Saturday, January 16, 2010

The Poison of Subjectivism

How did the moral law get written? Lewis looks at this question in his essay The Poison of Subjectivism. He addresses a common question in his essay, "Are these things right because God commands them, or does God command them because they are right?" His point is that we neither are right, neither could be right on its own, but both together, somehow must be right. We cannot see this, we cannot understand this exactly. All that could be said about this is that God is good, or God is love (ultimately a similar concept). Lewis says this by saying, "God is not merely good, but goodness, goodness is not merely divine, but God."

You could then say that whenever good is done, God is brought to earth, whenever someone loves (truly loves) they bring a bit of God to earth.

Anyway, why can we not understand the concept of goodness, or the concept of how moral law came about? Lewis proposes a concept of a cube coming into a 2D plain. This cube would either appear as 6 separate squares, or as just one side of the cube, either way you would not be able to see all of the cube. I like this analogy, let me develop it.

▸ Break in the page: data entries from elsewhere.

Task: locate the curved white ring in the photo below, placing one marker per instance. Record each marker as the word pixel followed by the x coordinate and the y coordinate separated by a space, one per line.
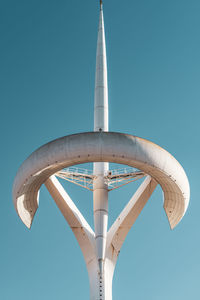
pixel 101 146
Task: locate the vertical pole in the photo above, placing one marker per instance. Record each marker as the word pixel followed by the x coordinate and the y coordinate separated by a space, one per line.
pixel 100 169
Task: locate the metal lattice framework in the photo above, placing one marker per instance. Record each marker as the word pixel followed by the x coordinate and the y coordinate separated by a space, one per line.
pixel 100 246
pixel 114 179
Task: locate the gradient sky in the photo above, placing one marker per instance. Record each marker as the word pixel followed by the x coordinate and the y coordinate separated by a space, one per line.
pixel 47 67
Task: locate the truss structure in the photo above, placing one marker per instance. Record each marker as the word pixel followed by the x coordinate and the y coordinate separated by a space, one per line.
pixel 114 178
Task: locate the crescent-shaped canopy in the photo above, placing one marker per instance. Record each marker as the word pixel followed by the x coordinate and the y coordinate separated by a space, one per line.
pixel 106 147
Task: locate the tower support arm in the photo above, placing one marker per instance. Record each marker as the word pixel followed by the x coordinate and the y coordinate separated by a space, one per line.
pixel 129 214
pixel 80 227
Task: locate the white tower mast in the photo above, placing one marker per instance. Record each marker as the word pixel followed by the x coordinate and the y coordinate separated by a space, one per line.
pixel 100 188
pixel 100 247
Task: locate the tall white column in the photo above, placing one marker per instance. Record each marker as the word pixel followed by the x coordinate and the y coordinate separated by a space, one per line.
pixel 100 194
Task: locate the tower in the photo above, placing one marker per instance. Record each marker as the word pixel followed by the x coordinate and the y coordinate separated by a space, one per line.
pixel 101 246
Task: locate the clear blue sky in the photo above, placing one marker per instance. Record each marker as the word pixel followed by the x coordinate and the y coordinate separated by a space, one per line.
pixel 47 67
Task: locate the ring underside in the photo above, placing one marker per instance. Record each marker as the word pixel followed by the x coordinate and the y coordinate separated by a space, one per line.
pixel 103 147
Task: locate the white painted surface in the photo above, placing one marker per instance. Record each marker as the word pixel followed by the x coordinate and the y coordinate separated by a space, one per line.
pixel 101 146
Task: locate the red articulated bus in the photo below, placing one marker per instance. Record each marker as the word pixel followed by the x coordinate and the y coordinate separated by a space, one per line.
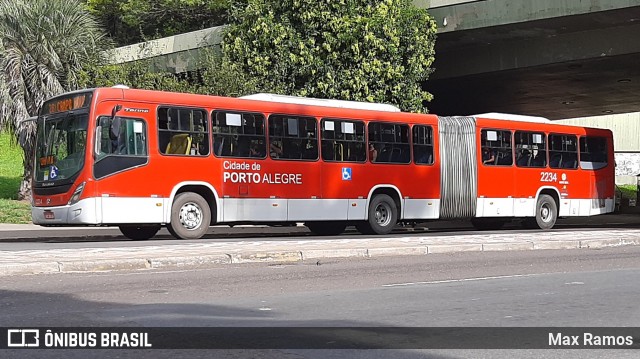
pixel 142 159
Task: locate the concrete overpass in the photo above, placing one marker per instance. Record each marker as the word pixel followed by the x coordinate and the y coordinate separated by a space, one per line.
pixel 552 58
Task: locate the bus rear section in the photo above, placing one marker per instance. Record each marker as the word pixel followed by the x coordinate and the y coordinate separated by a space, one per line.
pixel 539 171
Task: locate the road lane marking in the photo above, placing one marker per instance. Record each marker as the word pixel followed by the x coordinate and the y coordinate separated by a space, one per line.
pixel 460 280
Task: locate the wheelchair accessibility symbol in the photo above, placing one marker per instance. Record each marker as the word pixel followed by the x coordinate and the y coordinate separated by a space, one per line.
pixel 346 174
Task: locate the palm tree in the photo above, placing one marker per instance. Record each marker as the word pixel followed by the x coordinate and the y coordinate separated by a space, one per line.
pixel 43 45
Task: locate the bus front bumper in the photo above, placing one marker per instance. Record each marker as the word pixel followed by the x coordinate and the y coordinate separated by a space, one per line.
pixel 84 212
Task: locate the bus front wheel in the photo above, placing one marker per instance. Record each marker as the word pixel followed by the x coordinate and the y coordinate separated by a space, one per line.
pixel 383 215
pixel 546 212
pixel 139 232
pixel 190 216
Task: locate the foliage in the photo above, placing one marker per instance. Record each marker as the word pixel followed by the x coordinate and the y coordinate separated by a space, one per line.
pixel 376 51
pixel 43 45
pixel 10 167
pixel 133 21
pixel 11 211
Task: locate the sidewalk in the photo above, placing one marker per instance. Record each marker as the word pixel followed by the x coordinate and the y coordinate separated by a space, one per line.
pixel 298 247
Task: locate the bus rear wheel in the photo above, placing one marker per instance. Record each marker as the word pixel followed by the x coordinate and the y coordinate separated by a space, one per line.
pixel 546 212
pixel 326 228
pixel 383 215
pixel 139 232
pixel 190 216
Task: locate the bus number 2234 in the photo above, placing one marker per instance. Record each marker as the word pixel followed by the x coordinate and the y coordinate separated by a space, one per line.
pixel 548 177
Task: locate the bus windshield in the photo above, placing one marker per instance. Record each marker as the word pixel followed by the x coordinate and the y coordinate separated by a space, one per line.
pixel 60 146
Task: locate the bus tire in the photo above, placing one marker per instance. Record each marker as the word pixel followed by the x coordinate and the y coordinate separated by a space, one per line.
pixel 326 228
pixel 190 216
pixel 546 212
pixel 383 214
pixel 139 232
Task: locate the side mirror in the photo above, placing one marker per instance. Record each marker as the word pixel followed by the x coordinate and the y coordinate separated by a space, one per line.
pixel 97 142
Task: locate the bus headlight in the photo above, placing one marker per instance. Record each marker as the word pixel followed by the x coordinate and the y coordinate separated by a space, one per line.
pixel 76 194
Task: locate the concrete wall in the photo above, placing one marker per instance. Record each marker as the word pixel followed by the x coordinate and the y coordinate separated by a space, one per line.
pixel 626 137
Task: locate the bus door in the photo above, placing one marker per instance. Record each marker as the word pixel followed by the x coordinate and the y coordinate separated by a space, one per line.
pixel 530 170
pixel 120 148
pixel 495 174
pixel 345 184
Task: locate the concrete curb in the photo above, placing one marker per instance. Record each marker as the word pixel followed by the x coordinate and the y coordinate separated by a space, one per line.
pixel 150 261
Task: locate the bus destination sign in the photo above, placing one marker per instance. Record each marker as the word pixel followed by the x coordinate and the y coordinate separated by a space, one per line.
pixel 67 103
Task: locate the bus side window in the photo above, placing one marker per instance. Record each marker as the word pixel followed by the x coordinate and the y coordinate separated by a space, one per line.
pixel 593 152
pixel 423 144
pixel 496 148
pixel 563 151
pixel 343 140
pixel 293 137
pixel 530 149
pixel 392 140
pixel 183 131
pixel 238 134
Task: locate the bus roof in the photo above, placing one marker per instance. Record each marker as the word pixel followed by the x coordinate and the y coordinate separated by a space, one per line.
pixel 512 117
pixel 322 102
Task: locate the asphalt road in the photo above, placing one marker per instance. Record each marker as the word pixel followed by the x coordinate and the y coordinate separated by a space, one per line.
pixel 495 289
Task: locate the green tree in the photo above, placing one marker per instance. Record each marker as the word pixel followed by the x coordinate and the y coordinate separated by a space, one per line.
pixel 364 50
pixel 43 45
pixel 133 21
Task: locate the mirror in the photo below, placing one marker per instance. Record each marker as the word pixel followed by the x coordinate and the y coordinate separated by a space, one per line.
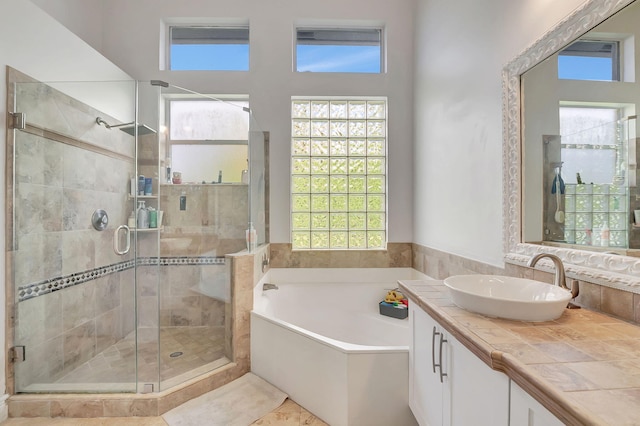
pixel 206 139
pixel 528 180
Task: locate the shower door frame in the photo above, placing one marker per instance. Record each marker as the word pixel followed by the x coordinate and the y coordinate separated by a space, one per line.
pixel 103 280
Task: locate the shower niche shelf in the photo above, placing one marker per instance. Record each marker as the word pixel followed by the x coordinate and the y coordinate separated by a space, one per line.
pixel 147 229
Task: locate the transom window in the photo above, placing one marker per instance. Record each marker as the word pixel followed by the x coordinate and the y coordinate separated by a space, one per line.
pixel 339 50
pixel 338 179
pixel 209 48
pixel 590 60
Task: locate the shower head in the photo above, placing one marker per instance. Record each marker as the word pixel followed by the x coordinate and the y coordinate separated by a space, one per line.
pixel 128 128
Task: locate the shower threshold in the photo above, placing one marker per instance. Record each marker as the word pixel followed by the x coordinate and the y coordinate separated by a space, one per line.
pixel 202 348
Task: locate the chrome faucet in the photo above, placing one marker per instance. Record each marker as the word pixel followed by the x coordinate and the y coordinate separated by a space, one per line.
pixel 560 278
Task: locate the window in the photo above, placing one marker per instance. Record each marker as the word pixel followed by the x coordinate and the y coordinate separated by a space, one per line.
pixel 208 137
pixel 591 143
pixel 200 48
pixel 338 179
pixel 339 50
pixel 590 60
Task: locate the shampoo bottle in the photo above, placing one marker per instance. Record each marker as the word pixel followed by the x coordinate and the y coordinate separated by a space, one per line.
pixel 131 222
pixel 143 216
pixel 252 238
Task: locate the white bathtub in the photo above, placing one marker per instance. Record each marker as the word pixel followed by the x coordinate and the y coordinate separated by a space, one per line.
pixel 321 339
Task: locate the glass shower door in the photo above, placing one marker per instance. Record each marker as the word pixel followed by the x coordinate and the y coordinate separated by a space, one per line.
pixel 73 295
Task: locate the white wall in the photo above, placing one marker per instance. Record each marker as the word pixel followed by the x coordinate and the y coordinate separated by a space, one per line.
pixel 131 40
pixel 461 48
pixel 83 17
pixel 34 43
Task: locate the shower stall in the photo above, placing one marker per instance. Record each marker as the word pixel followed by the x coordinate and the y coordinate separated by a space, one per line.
pixel 99 302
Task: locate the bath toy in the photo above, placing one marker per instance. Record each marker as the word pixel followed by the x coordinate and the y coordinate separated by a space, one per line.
pixel 393 296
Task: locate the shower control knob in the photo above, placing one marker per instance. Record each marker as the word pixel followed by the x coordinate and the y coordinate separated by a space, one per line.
pixel 100 220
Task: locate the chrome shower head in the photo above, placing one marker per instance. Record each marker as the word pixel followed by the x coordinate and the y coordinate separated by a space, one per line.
pixel 128 128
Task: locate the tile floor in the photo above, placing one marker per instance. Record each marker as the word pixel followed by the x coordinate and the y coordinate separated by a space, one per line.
pixel 288 414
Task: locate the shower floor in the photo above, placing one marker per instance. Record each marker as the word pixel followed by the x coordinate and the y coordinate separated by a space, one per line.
pixel 114 368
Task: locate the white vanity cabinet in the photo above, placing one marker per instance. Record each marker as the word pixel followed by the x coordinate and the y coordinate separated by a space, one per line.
pixel 526 411
pixel 448 384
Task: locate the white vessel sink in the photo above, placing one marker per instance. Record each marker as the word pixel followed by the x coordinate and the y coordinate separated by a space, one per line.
pixel 508 297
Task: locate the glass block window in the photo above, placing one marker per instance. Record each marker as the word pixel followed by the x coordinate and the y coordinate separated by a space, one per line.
pixel 338 174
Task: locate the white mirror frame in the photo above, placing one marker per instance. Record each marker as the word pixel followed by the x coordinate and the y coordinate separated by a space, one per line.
pixel 615 271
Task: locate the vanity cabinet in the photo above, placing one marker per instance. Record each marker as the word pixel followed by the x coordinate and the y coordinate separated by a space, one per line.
pixel 448 384
pixel 526 411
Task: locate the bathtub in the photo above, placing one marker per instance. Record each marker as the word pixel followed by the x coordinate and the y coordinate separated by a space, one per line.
pixel 321 339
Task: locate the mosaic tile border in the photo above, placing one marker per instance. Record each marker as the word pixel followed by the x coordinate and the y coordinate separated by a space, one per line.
pixel 50 285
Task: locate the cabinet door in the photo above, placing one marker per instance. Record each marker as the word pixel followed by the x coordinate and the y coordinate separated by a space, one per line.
pixel 425 388
pixel 526 411
pixel 479 394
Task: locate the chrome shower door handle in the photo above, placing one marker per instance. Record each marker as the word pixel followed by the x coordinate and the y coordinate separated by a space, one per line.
pixel 116 240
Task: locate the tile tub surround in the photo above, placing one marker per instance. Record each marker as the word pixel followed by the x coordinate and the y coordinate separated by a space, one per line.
pixel 397 255
pixel 584 367
pixel 244 274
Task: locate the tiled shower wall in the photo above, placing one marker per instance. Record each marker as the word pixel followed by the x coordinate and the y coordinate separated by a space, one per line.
pixel 193 290
pixel 75 295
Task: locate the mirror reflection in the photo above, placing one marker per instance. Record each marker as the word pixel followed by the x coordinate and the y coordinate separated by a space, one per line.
pixel 579 142
pixel 206 140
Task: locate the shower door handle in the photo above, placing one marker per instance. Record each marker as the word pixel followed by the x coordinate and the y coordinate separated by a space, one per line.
pixel 116 240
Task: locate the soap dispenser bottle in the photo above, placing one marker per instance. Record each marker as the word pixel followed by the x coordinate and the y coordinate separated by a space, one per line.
pixel 252 238
pixel 142 215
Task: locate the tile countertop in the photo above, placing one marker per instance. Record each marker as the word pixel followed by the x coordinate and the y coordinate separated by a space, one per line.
pixel 584 367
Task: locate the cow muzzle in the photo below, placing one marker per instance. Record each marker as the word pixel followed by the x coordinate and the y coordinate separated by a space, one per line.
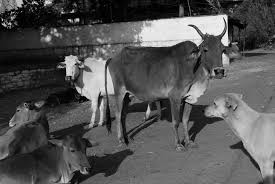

Assume you are in existance only in a 2D plane. You either face the positive direction or the negative direction, you move either up or down, or the the right or to the left. There is no depth, there is nothing beyond the 2D plane. Now the fact that a 3D world exists would not be evident unless it was revealed. Suppose that the God living in this 3D world decides to show himself. He simply puts his finger into the plain and withdraws it.

When the finger enters, it would first appear as a dot, then grow into a circle, then as it retracts it would shrink back into a dot and disappear. People who saw this may be taken aback. This "point, then circle, then point" simply appears, then disappears. A science man may say that this was nothing, just a point circle then point. But a religious man may say that this is something greater putting its influence on the 2D world. Even if people believed this, they would never be able to explain it. They simply could not rap their mind around it, because it is a concept that doesn't seem to exist.

This concept could be much compared to goodness. We cannot fully understand it, but we cannot ignore the fact that it happened (or exists)

In Christ,

Ben

1 comment:

  1. I enjoyed reading your insights in the first paragraph of why things are right; I think you hit on several key things. Also, I love what you said in your second paragraph with the idea of bringing God to earth through our actions. Well said.